One possibility for where the bootstrap might still be a better choice for means than the t-distribution for means is in extremely skewed distributions but with larger sample sizes. I went ahead and ran an experiment comparing the T-distribution to bootstrapping with larger sample sizes and the Extreme Left Skew distribution I used above. Here’s my output:
Bootstrap, n=50 hit rate: 0.8991 T-dist, n=50 hit rate: 0.9012 Bootstrap, n=100 hit rate: 0.9153 T-dist, n=100 hit rate: 0.9144 Bootstrap, n=200 hit rate: 0.9234 T-dist, n=200 hit rate: 0.9239 Bootstrap, n=500 hit rate: 0.9459 T-dist, n=500 hit rate: 0.9454
So it seems that the bootstrap works essentially on par with the t-distribution for very skewed distributions with larger sample sizes. And it takes a LOT longer.

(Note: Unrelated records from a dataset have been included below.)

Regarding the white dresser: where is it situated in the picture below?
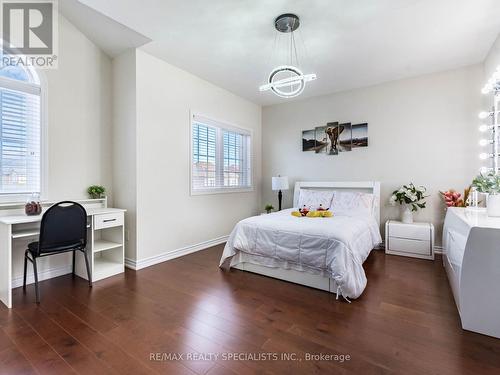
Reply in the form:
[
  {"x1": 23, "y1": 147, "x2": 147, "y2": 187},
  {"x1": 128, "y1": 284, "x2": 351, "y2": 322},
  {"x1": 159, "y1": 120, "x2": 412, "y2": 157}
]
[
  {"x1": 385, "y1": 220, "x2": 434, "y2": 260},
  {"x1": 443, "y1": 207, "x2": 500, "y2": 338}
]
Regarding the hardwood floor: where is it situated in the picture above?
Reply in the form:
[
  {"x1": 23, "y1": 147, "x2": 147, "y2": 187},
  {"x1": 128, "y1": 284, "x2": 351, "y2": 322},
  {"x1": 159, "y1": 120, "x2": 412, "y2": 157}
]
[{"x1": 1, "y1": 246, "x2": 500, "y2": 375}]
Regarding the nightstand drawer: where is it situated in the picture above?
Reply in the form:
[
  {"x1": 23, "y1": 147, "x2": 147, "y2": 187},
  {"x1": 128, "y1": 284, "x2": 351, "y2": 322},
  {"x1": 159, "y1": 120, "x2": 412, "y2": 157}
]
[
  {"x1": 388, "y1": 237, "x2": 431, "y2": 256},
  {"x1": 387, "y1": 221, "x2": 429, "y2": 241}
]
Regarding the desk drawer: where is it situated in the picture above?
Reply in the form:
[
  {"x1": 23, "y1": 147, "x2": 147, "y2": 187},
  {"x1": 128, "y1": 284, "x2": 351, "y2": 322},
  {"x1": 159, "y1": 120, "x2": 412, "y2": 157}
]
[
  {"x1": 388, "y1": 237, "x2": 431, "y2": 256},
  {"x1": 94, "y1": 212, "x2": 124, "y2": 230}
]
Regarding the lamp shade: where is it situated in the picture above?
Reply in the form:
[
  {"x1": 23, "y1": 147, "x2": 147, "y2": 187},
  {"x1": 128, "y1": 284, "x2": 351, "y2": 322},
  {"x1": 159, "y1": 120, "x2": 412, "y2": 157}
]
[{"x1": 272, "y1": 176, "x2": 289, "y2": 191}]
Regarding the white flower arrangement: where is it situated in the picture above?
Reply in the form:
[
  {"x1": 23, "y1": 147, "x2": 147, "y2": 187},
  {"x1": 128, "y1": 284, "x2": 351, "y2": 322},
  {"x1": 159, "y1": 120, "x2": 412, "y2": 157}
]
[{"x1": 389, "y1": 183, "x2": 427, "y2": 212}]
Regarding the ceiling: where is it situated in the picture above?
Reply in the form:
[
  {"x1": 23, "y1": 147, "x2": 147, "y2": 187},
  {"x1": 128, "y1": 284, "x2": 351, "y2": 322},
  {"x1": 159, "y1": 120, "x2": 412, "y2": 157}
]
[
  {"x1": 76, "y1": 0, "x2": 500, "y2": 105},
  {"x1": 60, "y1": 0, "x2": 150, "y2": 57}
]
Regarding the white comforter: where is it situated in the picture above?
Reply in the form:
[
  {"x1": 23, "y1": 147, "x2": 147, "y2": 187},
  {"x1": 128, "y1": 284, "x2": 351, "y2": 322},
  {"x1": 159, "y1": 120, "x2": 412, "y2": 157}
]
[{"x1": 219, "y1": 209, "x2": 382, "y2": 299}]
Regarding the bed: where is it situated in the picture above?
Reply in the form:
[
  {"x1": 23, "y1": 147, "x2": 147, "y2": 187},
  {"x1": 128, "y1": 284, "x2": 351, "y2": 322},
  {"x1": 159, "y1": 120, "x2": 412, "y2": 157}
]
[{"x1": 219, "y1": 181, "x2": 382, "y2": 300}]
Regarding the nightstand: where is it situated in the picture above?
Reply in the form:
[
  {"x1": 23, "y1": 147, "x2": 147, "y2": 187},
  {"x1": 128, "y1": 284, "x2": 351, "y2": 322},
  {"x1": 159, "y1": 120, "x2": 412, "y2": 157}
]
[{"x1": 385, "y1": 220, "x2": 434, "y2": 260}]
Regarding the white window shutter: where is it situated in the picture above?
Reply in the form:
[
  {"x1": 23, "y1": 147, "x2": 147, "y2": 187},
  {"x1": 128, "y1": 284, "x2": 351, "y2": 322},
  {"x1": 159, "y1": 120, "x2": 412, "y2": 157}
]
[
  {"x1": 191, "y1": 114, "x2": 252, "y2": 194},
  {"x1": 0, "y1": 87, "x2": 41, "y2": 195}
]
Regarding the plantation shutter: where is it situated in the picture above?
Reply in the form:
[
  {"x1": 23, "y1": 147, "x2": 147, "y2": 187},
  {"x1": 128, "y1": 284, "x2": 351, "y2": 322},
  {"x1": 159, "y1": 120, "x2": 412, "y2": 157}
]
[
  {"x1": 191, "y1": 114, "x2": 252, "y2": 193},
  {"x1": 0, "y1": 82, "x2": 41, "y2": 195}
]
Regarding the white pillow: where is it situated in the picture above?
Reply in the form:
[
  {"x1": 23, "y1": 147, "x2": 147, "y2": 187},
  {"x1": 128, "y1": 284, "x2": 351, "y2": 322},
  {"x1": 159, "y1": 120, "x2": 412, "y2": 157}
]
[
  {"x1": 331, "y1": 191, "x2": 375, "y2": 217},
  {"x1": 297, "y1": 189, "x2": 334, "y2": 210}
]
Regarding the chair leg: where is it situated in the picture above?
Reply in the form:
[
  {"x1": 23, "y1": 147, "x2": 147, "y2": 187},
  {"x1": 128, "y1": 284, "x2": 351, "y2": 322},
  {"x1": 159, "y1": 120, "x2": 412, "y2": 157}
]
[
  {"x1": 72, "y1": 250, "x2": 76, "y2": 276},
  {"x1": 23, "y1": 251, "x2": 28, "y2": 292},
  {"x1": 83, "y1": 249, "x2": 92, "y2": 288},
  {"x1": 32, "y1": 256, "x2": 40, "y2": 304}
]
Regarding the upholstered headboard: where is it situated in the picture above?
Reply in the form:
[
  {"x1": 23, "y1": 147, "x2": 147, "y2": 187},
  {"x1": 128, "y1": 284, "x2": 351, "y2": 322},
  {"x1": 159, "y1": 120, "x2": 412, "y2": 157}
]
[{"x1": 293, "y1": 181, "x2": 381, "y2": 226}]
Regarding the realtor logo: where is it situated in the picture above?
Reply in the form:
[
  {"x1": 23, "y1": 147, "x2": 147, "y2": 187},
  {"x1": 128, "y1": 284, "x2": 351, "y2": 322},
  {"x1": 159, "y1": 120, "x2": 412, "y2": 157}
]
[{"x1": 0, "y1": 0, "x2": 58, "y2": 68}]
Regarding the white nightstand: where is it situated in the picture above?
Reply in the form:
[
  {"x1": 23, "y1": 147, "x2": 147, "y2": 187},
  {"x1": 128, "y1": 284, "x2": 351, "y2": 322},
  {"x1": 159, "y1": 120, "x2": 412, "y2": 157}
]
[{"x1": 385, "y1": 220, "x2": 434, "y2": 260}]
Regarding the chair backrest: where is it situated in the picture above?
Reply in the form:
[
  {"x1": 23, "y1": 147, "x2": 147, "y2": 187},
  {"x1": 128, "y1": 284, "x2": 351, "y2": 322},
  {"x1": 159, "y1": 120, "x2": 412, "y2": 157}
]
[{"x1": 37, "y1": 201, "x2": 87, "y2": 255}]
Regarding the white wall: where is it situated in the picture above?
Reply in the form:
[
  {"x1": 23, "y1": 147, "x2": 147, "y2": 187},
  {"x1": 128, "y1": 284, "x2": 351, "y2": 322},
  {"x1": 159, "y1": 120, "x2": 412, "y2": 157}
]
[
  {"x1": 484, "y1": 33, "x2": 500, "y2": 80},
  {"x1": 483, "y1": 33, "x2": 500, "y2": 114},
  {"x1": 262, "y1": 65, "x2": 483, "y2": 244},
  {"x1": 112, "y1": 49, "x2": 137, "y2": 260},
  {"x1": 11, "y1": 15, "x2": 113, "y2": 283},
  {"x1": 133, "y1": 49, "x2": 261, "y2": 262},
  {"x1": 45, "y1": 15, "x2": 112, "y2": 201}
]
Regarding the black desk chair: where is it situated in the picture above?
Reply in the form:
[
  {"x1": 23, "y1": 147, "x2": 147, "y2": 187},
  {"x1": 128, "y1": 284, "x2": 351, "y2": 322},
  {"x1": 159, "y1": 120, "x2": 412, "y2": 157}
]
[{"x1": 23, "y1": 201, "x2": 92, "y2": 303}]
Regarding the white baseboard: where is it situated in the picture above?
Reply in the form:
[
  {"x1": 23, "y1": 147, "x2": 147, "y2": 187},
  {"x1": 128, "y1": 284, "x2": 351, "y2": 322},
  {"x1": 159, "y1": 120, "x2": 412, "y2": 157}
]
[
  {"x1": 125, "y1": 235, "x2": 229, "y2": 271},
  {"x1": 12, "y1": 264, "x2": 72, "y2": 289}
]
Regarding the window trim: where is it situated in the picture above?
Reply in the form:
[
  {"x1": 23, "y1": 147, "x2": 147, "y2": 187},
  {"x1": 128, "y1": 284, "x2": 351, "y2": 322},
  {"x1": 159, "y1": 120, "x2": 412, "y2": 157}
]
[
  {"x1": 189, "y1": 111, "x2": 254, "y2": 196},
  {"x1": 0, "y1": 69, "x2": 48, "y2": 203}
]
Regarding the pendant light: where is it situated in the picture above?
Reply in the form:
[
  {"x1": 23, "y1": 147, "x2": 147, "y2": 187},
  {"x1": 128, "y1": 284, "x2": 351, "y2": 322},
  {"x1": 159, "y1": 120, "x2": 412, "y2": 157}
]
[{"x1": 259, "y1": 13, "x2": 317, "y2": 99}]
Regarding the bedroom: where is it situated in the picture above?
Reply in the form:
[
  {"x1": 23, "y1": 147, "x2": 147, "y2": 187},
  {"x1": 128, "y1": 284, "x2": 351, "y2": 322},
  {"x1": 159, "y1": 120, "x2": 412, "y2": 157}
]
[{"x1": 0, "y1": 0, "x2": 500, "y2": 374}]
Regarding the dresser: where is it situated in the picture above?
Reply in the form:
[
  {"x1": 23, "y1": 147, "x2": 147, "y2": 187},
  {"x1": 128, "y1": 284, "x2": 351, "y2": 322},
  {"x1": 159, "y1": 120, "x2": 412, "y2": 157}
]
[
  {"x1": 385, "y1": 220, "x2": 434, "y2": 260},
  {"x1": 443, "y1": 207, "x2": 500, "y2": 338}
]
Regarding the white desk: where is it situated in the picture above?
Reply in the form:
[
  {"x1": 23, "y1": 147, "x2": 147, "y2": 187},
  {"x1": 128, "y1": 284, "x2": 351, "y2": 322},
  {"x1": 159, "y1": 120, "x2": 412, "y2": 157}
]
[{"x1": 0, "y1": 200, "x2": 126, "y2": 308}]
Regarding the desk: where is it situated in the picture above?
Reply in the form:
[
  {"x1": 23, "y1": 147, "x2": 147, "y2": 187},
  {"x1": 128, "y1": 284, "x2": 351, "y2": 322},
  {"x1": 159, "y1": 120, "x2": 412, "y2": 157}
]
[{"x1": 0, "y1": 200, "x2": 126, "y2": 308}]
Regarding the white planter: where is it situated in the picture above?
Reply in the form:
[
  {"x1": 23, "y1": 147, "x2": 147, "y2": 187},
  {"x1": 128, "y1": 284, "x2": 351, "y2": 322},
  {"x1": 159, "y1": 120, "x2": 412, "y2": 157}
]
[
  {"x1": 400, "y1": 205, "x2": 414, "y2": 224},
  {"x1": 487, "y1": 194, "x2": 500, "y2": 217}
]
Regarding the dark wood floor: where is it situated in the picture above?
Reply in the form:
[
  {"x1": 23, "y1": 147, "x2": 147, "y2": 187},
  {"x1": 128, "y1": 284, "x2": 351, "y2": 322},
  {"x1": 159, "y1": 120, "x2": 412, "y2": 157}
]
[{"x1": 1, "y1": 246, "x2": 500, "y2": 375}]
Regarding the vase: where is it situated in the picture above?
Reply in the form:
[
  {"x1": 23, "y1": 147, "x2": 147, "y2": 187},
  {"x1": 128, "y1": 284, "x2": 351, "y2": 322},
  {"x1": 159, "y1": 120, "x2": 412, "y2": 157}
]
[
  {"x1": 487, "y1": 194, "x2": 500, "y2": 217},
  {"x1": 400, "y1": 204, "x2": 413, "y2": 224},
  {"x1": 25, "y1": 193, "x2": 42, "y2": 216},
  {"x1": 478, "y1": 192, "x2": 488, "y2": 208}
]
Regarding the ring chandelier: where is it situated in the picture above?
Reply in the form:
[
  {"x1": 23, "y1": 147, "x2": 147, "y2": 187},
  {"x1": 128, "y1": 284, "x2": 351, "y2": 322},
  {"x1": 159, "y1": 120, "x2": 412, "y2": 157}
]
[{"x1": 259, "y1": 14, "x2": 317, "y2": 99}]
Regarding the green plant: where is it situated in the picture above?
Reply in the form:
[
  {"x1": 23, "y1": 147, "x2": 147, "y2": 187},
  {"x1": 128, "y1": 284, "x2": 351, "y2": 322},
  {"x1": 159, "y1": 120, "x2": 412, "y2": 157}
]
[
  {"x1": 264, "y1": 204, "x2": 274, "y2": 214},
  {"x1": 389, "y1": 183, "x2": 427, "y2": 212},
  {"x1": 472, "y1": 172, "x2": 500, "y2": 194},
  {"x1": 87, "y1": 185, "x2": 106, "y2": 199}
]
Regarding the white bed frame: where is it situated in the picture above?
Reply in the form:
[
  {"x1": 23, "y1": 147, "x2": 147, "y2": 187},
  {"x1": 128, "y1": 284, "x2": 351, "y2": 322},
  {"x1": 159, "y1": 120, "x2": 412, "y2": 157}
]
[{"x1": 233, "y1": 181, "x2": 381, "y2": 294}]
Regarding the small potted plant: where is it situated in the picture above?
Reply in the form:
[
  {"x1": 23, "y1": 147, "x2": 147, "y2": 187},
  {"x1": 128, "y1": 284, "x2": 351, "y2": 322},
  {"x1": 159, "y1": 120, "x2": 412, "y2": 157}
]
[
  {"x1": 87, "y1": 185, "x2": 106, "y2": 199},
  {"x1": 264, "y1": 204, "x2": 274, "y2": 214},
  {"x1": 472, "y1": 172, "x2": 500, "y2": 216},
  {"x1": 389, "y1": 183, "x2": 427, "y2": 223}
]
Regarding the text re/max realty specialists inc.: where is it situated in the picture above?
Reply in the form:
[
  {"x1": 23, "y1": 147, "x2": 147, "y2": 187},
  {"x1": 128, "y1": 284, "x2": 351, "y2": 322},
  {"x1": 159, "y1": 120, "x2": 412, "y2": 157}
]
[{"x1": 149, "y1": 352, "x2": 351, "y2": 362}]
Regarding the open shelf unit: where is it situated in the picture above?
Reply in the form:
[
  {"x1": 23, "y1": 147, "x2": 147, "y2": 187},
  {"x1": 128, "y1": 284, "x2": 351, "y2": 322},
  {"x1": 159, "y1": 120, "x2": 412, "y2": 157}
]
[
  {"x1": 74, "y1": 211, "x2": 125, "y2": 283},
  {"x1": 93, "y1": 239, "x2": 122, "y2": 253}
]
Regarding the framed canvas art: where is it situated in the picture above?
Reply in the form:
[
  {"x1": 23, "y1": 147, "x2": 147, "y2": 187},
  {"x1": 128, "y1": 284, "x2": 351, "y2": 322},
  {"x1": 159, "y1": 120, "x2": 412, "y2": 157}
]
[{"x1": 352, "y1": 123, "x2": 368, "y2": 148}]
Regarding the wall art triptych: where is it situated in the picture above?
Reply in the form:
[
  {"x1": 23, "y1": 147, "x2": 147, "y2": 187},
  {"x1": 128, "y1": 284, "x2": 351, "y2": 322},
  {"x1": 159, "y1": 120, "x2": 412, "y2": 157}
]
[{"x1": 302, "y1": 122, "x2": 368, "y2": 155}]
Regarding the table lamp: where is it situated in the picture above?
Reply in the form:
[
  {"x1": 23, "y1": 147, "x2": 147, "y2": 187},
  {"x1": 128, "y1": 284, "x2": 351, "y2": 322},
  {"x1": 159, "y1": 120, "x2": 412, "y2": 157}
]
[{"x1": 272, "y1": 175, "x2": 289, "y2": 211}]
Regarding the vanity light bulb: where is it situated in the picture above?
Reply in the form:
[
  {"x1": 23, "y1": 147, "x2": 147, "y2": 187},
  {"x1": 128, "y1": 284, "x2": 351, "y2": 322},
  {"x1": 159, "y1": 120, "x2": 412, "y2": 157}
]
[
  {"x1": 479, "y1": 153, "x2": 490, "y2": 160},
  {"x1": 482, "y1": 86, "x2": 491, "y2": 94},
  {"x1": 479, "y1": 139, "x2": 491, "y2": 146},
  {"x1": 480, "y1": 166, "x2": 490, "y2": 174},
  {"x1": 479, "y1": 112, "x2": 491, "y2": 120},
  {"x1": 479, "y1": 124, "x2": 490, "y2": 132}
]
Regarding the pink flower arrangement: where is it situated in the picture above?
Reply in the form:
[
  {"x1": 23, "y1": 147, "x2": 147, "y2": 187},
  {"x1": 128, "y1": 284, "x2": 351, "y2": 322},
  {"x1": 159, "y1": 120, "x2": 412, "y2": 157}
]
[{"x1": 440, "y1": 189, "x2": 467, "y2": 208}]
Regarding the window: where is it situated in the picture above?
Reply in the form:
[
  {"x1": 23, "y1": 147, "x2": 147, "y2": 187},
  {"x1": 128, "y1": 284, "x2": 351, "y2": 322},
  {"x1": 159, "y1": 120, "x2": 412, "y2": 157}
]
[
  {"x1": 0, "y1": 65, "x2": 43, "y2": 201},
  {"x1": 191, "y1": 114, "x2": 252, "y2": 194}
]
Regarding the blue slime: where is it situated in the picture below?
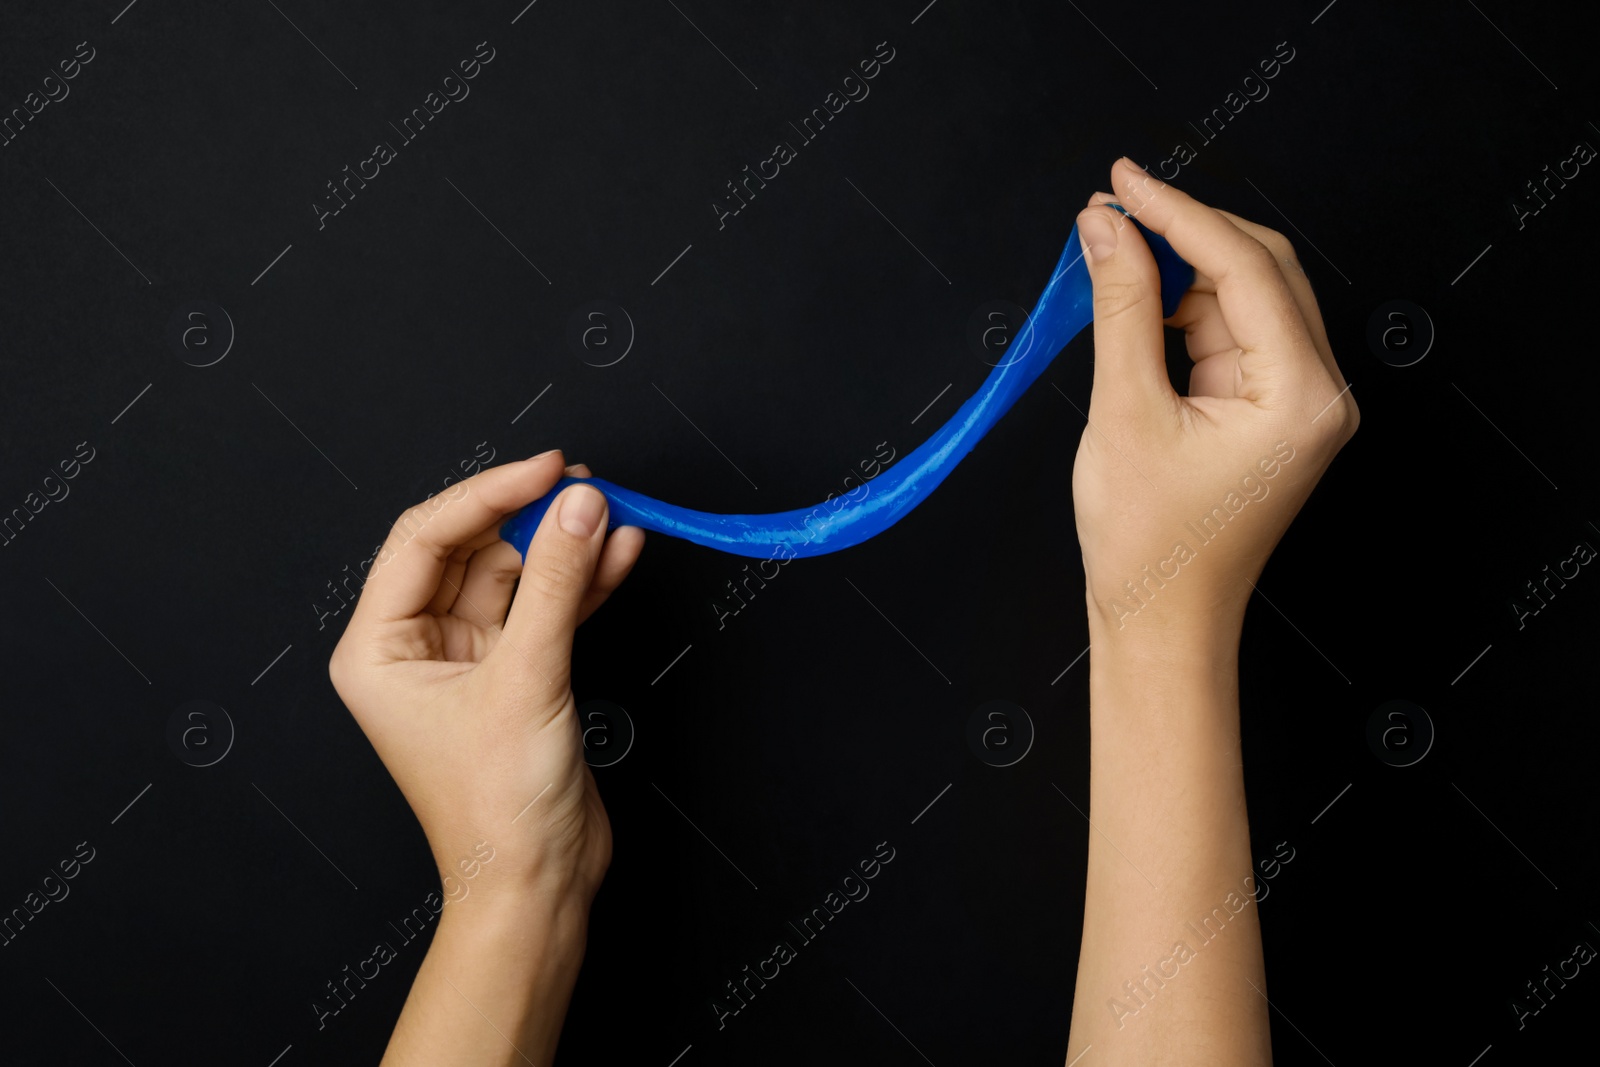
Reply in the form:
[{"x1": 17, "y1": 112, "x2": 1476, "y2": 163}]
[{"x1": 501, "y1": 209, "x2": 1193, "y2": 560}]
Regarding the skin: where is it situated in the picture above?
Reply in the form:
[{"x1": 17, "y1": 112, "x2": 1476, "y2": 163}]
[
  {"x1": 329, "y1": 158, "x2": 1357, "y2": 1065},
  {"x1": 329, "y1": 454, "x2": 644, "y2": 1066},
  {"x1": 1063, "y1": 158, "x2": 1357, "y2": 1064}
]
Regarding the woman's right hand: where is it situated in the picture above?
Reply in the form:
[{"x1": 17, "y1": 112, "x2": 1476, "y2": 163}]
[{"x1": 1069, "y1": 157, "x2": 1358, "y2": 647}]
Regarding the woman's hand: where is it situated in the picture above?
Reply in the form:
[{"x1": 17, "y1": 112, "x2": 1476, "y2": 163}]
[
  {"x1": 329, "y1": 450, "x2": 644, "y2": 1065},
  {"x1": 329, "y1": 449, "x2": 644, "y2": 899},
  {"x1": 1065, "y1": 160, "x2": 1357, "y2": 1067},
  {"x1": 1070, "y1": 157, "x2": 1358, "y2": 647}
]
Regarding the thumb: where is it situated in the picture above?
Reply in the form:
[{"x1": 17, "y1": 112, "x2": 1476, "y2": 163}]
[
  {"x1": 1077, "y1": 202, "x2": 1178, "y2": 416},
  {"x1": 493, "y1": 482, "x2": 609, "y2": 694}
]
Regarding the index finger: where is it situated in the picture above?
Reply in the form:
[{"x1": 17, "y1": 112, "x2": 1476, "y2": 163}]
[
  {"x1": 1212, "y1": 207, "x2": 1341, "y2": 385},
  {"x1": 1106, "y1": 158, "x2": 1321, "y2": 372},
  {"x1": 351, "y1": 450, "x2": 568, "y2": 627}
]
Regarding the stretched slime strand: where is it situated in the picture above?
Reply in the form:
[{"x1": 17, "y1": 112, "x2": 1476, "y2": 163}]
[{"x1": 501, "y1": 209, "x2": 1192, "y2": 560}]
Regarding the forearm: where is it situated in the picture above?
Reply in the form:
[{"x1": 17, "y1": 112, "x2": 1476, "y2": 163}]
[
  {"x1": 382, "y1": 886, "x2": 592, "y2": 1067},
  {"x1": 1064, "y1": 614, "x2": 1271, "y2": 1065}
]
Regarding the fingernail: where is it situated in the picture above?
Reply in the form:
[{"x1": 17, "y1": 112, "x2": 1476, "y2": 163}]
[
  {"x1": 528, "y1": 449, "x2": 559, "y2": 461},
  {"x1": 1078, "y1": 209, "x2": 1118, "y2": 262},
  {"x1": 557, "y1": 483, "x2": 605, "y2": 537}
]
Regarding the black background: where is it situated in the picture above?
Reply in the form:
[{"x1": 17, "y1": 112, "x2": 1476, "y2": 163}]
[{"x1": 2, "y1": 1, "x2": 1597, "y2": 1064}]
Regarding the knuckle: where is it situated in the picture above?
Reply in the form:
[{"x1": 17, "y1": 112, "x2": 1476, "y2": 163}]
[
  {"x1": 387, "y1": 502, "x2": 447, "y2": 559},
  {"x1": 1093, "y1": 279, "x2": 1155, "y2": 320},
  {"x1": 1258, "y1": 227, "x2": 1295, "y2": 262},
  {"x1": 527, "y1": 544, "x2": 587, "y2": 597},
  {"x1": 386, "y1": 506, "x2": 422, "y2": 544},
  {"x1": 1241, "y1": 236, "x2": 1281, "y2": 273},
  {"x1": 391, "y1": 497, "x2": 445, "y2": 537},
  {"x1": 1342, "y1": 393, "x2": 1361, "y2": 438},
  {"x1": 327, "y1": 644, "x2": 353, "y2": 695},
  {"x1": 1311, "y1": 388, "x2": 1360, "y2": 442}
]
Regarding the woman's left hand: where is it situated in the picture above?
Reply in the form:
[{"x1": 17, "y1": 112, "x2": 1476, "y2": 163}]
[{"x1": 328, "y1": 450, "x2": 644, "y2": 904}]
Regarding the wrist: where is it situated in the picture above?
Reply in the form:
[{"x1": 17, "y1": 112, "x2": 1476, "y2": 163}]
[
  {"x1": 386, "y1": 864, "x2": 592, "y2": 1066},
  {"x1": 1085, "y1": 596, "x2": 1244, "y2": 741},
  {"x1": 1086, "y1": 594, "x2": 1243, "y2": 672},
  {"x1": 427, "y1": 789, "x2": 610, "y2": 912},
  {"x1": 435, "y1": 879, "x2": 592, "y2": 974},
  {"x1": 440, "y1": 865, "x2": 593, "y2": 927},
  {"x1": 1086, "y1": 559, "x2": 1250, "y2": 629}
]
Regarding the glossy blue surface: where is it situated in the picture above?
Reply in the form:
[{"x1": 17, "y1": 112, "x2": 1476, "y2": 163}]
[{"x1": 501, "y1": 210, "x2": 1192, "y2": 560}]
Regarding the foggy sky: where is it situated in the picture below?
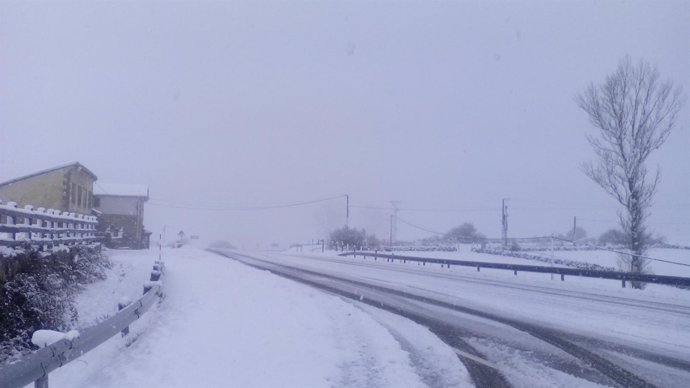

So…not a great use. Basically, I’m settling on “there’s no real point to bootstrapping CIs for means” at this point, at least using this system to calculate the interval. It doesn’t seem to improve on the t-distribution at any point. My next experiment will involve medians. One shouldn’t technically use a t-distribution to estimate medians, but how well will it work? Obviously for symmetric populations it will work just as well as means, but skewed populations should be more interesting to compare to bootstrapped values.